The noise from the crowd rolled over the cobbles like a wave, but Dane barely registered it, just another distraction to ignore, another excuse to stay buried in thought. He turned toward his tent, already retreating inward.
Then came the voice.
"Behold," it rang out, loud and theatrical, "Jason Neil the glorious bastard is at your service to liberate your evening from the jaws of boredom."
Dane stopped mid-step.
A moment later, Jason dropped down from his makeshift stage and crossed the distance with the confidence of someone who thought introductions were a performance art.
"I've seen that look before," he said, nodding at Dane. "That's the look of a man who thinks he's too busy saving the world to grab a drink. Good news tonight, I'm saving the world. I'm buying the first round."
Dane arched an eyebrow, the faintest flicker of amusement breaking through the fog.
Jason grinned like he'd won a bet. "C'mon, man. Just one night. You've earned it unless, of course, you're planning to stand here all evening brooding like a disappointed statue."
Dane exhaled slowly. Not quite a sigh. Not quite in agreement. But he didn't turn away.
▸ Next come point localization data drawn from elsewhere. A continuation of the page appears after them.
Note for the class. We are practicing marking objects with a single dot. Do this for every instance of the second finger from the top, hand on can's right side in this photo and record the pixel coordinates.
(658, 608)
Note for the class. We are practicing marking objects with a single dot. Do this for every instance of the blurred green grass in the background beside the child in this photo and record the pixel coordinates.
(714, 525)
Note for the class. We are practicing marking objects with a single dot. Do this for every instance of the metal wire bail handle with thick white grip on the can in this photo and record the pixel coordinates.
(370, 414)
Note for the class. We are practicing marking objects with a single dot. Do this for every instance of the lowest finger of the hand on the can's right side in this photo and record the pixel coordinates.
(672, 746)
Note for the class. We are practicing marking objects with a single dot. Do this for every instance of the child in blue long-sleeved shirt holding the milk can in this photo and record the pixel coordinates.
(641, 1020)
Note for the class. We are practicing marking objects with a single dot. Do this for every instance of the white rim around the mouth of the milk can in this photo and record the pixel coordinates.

"That's what I thought," Jason said. "The tavern two tents down makes a drink that tastes like melted regret and bad decisions. It's the best thing on this floor. Here, splash on some of this Crystal Wash first. You can't show up looking like you just crawled out of a mana beast's digestive tract. You're not some silver-ranker from Pallimustus."
Dane uncorked the vial, letting the wash ripple down his arms in a shimmer of mint and mana. "If I start monologuing about friendship and personal growth, put me down."
And just like that, his mood had improved.